Res Gestae
Ammianus Marcellinus
Ammianus Marcellinus. Ammianus Marcellinus, with an English translation, Vols. I-III. Rolfe, John C., translator. Cambridge, MA; London: Harvard University Press; W. Heinemann, 1935-1940 (printing).
Therefore Media abounds in rich cities, in villages built up like towns, and in a great number of inhabitants; it is (to speak briefly) the richest residence of the kings.
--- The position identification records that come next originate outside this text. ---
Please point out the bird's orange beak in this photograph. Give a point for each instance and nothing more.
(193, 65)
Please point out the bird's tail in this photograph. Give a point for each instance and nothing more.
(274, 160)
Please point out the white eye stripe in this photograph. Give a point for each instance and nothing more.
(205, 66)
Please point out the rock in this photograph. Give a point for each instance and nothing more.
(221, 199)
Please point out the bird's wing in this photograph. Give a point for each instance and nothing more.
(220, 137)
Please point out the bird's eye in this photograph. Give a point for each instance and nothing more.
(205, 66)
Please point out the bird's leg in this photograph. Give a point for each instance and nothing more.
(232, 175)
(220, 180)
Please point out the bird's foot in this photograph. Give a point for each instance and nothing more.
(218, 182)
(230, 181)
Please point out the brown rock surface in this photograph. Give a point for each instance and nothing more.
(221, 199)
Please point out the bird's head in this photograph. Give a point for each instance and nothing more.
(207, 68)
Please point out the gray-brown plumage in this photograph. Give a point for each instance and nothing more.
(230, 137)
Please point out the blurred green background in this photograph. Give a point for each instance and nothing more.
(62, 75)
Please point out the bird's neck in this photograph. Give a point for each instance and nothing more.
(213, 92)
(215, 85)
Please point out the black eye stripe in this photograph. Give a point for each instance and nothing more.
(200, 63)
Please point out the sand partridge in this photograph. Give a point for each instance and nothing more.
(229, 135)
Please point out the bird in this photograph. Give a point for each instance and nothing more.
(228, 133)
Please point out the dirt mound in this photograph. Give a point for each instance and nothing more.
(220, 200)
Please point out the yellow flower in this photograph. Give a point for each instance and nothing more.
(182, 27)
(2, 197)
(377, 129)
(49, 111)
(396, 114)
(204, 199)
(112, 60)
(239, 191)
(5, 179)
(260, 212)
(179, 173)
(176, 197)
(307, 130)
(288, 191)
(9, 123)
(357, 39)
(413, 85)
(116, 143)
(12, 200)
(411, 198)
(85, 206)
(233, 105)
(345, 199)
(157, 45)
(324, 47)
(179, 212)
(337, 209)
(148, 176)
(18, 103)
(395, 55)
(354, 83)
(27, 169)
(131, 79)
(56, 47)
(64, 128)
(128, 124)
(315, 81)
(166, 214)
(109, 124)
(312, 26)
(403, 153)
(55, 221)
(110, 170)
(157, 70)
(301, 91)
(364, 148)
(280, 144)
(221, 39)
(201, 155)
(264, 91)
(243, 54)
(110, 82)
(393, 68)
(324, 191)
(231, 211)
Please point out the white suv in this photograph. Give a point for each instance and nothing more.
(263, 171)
In these parts are the fertile fields of the Magi, about whose sects and pursuits—since we have chanced on this point—it will be in place to give a few words of explanation. According to Plato,[*](Ax. 371, D; Isoc. ii. 28, 227 A.) the most eminent author of lofty ideas, magic, under the mystic name of hagistia,[*](ἁγιστεία, (ritual, holy rites. ) is thepurest worship of the gods. To the science of this, derived from the secret lore of the Chaldaeans, in ages long past the Bactrian Zoroaster[*](For Zarathustra, the founder of the Perso-Iranian native religion, which prevailed from 559 B.C. to A.D. 636. The Greek and Roman writers assign his birth to various places, into which his religion was introduced; it was probably Bactria, or western Iran. His date is also uncertain; Aristotle put it 6000 years before the death of Plato (Pliny, N.H. xxx. 3), others 1000 B.C.) made many contributions, and after him the wise king Hystaspes,[*](Hystaspes was not king. Others regard a much earlier Hystaspes as the teacher of magic.) the father of Darius.
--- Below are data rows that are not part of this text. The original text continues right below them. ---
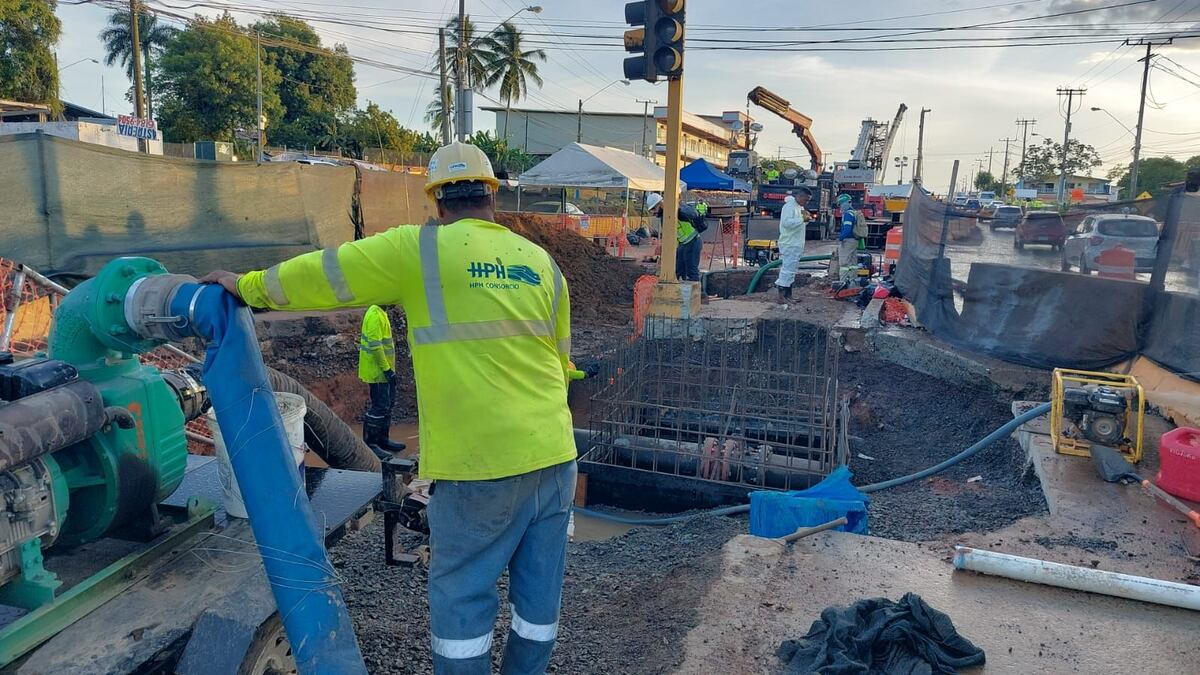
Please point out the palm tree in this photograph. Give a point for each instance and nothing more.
(477, 53)
(435, 113)
(119, 46)
(510, 66)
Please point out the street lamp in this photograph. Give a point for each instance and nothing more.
(1114, 119)
(579, 115)
(77, 63)
(901, 162)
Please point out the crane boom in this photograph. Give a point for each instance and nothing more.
(889, 139)
(802, 125)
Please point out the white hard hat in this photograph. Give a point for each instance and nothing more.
(459, 162)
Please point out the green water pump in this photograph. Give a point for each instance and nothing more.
(90, 438)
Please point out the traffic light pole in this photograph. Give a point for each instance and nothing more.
(671, 181)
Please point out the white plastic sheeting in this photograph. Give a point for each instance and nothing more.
(592, 166)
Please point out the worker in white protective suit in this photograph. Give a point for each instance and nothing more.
(793, 220)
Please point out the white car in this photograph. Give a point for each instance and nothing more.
(1099, 233)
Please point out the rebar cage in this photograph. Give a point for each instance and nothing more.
(750, 404)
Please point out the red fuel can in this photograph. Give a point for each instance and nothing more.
(1179, 454)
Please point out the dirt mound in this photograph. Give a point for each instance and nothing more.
(601, 286)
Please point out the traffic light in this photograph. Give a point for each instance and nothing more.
(659, 37)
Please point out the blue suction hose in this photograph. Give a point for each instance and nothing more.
(289, 539)
(1003, 431)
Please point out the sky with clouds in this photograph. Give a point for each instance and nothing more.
(976, 95)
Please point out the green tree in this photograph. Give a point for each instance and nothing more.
(378, 129)
(313, 88)
(29, 30)
(208, 83)
(433, 112)
(1044, 161)
(510, 66)
(118, 41)
(507, 161)
(474, 51)
(1153, 174)
(987, 181)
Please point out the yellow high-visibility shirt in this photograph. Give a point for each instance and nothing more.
(377, 353)
(489, 328)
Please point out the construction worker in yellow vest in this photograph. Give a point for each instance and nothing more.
(489, 326)
(377, 369)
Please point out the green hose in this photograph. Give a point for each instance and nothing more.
(773, 264)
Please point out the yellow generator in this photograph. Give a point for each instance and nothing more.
(1096, 407)
(761, 251)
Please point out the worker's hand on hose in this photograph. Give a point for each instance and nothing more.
(228, 280)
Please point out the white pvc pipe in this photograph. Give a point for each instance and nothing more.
(1078, 578)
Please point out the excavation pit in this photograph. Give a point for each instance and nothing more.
(700, 412)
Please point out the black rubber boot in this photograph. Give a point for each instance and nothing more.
(372, 426)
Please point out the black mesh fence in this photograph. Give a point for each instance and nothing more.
(1086, 287)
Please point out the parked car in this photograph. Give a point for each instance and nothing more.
(1005, 216)
(1041, 227)
(1099, 233)
(553, 208)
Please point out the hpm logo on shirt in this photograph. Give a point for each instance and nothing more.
(499, 275)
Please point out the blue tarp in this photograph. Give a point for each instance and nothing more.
(703, 175)
(779, 514)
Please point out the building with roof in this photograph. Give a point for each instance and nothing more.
(543, 132)
(76, 123)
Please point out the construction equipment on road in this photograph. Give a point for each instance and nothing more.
(94, 451)
(1091, 407)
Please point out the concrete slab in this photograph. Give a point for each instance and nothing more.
(768, 593)
(922, 352)
(1137, 533)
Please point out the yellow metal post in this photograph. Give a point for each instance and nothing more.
(673, 298)
(671, 180)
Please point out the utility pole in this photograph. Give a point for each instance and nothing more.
(462, 73)
(1025, 137)
(921, 145)
(442, 84)
(579, 124)
(1066, 137)
(139, 109)
(646, 115)
(1141, 109)
(258, 121)
(1003, 175)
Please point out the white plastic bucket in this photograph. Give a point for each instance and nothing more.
(292, 410)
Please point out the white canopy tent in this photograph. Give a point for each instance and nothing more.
(592, 166)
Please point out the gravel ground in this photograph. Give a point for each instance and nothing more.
(907, 422)
(627, 602)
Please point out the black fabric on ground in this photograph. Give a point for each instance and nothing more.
(880, 635)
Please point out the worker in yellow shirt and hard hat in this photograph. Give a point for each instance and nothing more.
(489, 326)
(377, 370)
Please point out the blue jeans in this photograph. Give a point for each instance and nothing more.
(479, 527)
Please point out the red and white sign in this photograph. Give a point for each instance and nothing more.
(137, 127)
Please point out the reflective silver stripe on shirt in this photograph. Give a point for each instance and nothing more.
(483, 330)
(274, 287)
(334, 275)
(462, 649)
(535, 632)
(431, 275)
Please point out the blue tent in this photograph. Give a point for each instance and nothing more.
(703, 175)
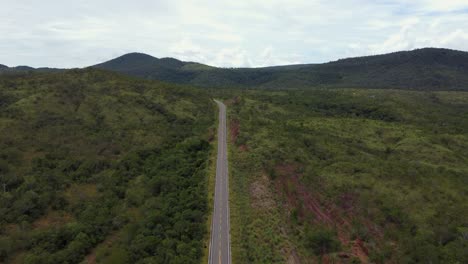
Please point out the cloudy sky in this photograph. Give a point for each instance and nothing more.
(232, 33)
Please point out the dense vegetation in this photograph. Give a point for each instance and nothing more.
(424, 69)
(349, 175)
(96, 165)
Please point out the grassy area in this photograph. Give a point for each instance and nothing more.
(100, 165)
(349, 175)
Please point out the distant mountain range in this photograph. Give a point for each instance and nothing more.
(421, 69)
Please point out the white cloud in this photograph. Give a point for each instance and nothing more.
(224, 33)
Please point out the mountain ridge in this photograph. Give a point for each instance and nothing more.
(419, 69)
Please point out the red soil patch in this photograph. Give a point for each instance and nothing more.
(312, 203)
(243, 148)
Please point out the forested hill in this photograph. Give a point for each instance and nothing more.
(102, 166)
(422, 69)
(25, 69)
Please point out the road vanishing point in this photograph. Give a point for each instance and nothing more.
(220, 243)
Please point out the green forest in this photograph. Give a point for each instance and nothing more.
(348, 176)
(96, 167)
(99, 167)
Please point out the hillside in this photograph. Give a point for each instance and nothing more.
(423, 69)
(101, 166)
(24, 69)
(348, 176)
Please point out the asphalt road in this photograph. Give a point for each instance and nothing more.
(220, 244)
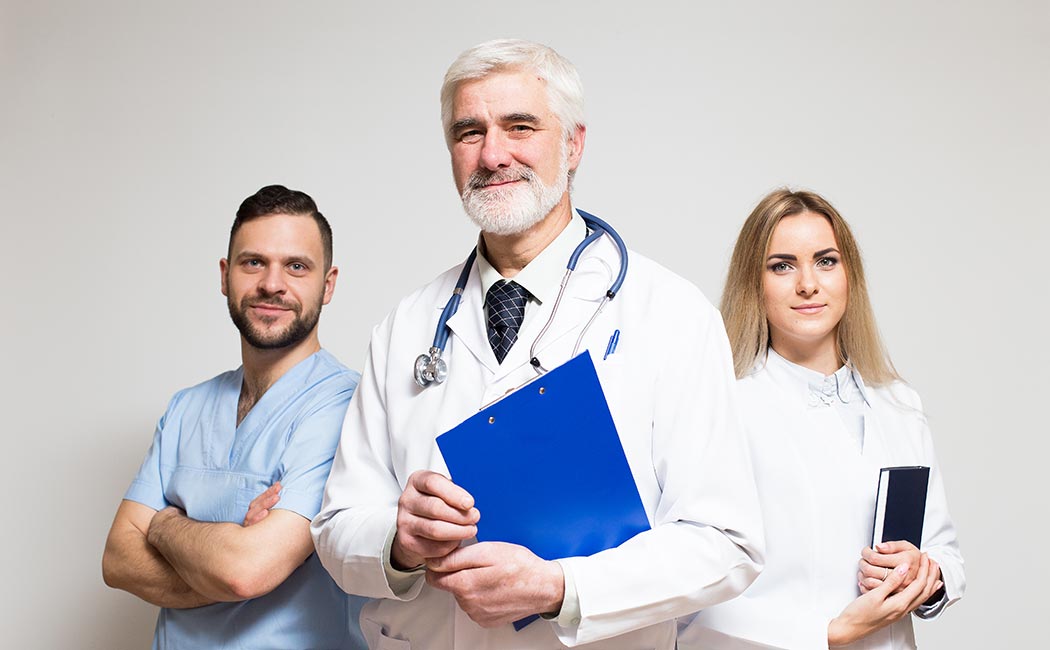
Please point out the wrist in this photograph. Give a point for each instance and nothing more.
(403, 561)
(839, 633)
(557, 591)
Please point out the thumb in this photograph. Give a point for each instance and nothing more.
(895, 580)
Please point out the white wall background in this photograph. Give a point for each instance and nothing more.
(129, 132)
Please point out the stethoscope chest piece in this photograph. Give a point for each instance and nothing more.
(431, 369)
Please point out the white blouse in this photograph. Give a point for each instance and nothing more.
(818, 444)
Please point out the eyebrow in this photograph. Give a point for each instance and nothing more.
(791, 257)
(520, 117)
(462, 124)
(307, 259)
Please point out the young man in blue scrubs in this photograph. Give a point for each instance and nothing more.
(215, 527)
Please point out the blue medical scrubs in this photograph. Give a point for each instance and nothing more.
(203, 462)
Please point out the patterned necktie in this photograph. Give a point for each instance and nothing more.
(505, 302)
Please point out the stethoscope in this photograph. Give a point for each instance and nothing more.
(432, 369)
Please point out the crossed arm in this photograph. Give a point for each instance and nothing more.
(172, 561)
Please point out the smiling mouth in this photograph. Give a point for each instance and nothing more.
(270, 310)
(809, 309)
(501, 183)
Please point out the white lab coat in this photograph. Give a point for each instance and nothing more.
(818, 494)
(670, 388)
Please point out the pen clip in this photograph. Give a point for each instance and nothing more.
(611, 348)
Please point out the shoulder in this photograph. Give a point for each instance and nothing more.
(207, 390)
(897, 394)
(659, 288)
(757, 383)
(429, 297)
(327, 369)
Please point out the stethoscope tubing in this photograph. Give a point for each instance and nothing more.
(431, 368)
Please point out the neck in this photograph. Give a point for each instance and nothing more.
(264, 368)
(509, 254)
(823, 358)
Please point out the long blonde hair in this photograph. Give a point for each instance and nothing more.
(743, 305)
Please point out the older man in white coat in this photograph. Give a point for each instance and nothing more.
(393, 525)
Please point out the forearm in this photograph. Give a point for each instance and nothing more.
(660, 585)
(130, 563)
(221, 561)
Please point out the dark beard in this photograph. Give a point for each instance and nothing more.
(293, 334)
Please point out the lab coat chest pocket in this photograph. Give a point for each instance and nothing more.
(377, 638)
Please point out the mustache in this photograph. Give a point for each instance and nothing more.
(271, 300)
(481, 179)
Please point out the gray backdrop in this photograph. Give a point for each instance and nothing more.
(131, 131)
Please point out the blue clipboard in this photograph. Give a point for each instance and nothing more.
(546, 467)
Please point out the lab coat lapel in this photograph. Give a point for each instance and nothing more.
(586, 287)
(468, 325)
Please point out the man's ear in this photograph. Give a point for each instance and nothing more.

When Zoroaster had boldly made his way into the unknown regions of Upper India, he reached a wooded wilderness, whose calm silence the lofty intellects of the Brahmins control. From their teaching he learned as much as he could grasp of the laws regulating the movements of the earth and the stars, and of the pure sacrificial rites. Of what he had learned he communicated something to the understanding of the Magi, which they, along with the art of divining the future, hand on from generation to generation to later times.
From that time on for many ages down to the present a large class of men of one and the same descent have devoted themselves to the service of the gods.[*](Their priesthood was hereditary, handed on from father to son.) The Magi also say (if it is right to believe them) that they guard on ever-burning braziers a fire sent down from heaven in their country, and that a small portion of it, as a good omen, used to be carried before the Asiatic kings.
The number of Magi of this origin in old times was very small, and the Persian potentates made regular use of their services in the worship of their gods. And it was sin to approach an altar, or touch a sacrificial victim, before one of the Magi, with a set form of prayer, poured the preliminary libations. But they gradually increased in number and became a strong clan, with a name of their own; they possessed country residences, which were protected by no great walls,[*](I.e. without walls.) and they were allowed to live in accordance with their own laws, and through respect for religion were held in high esteem.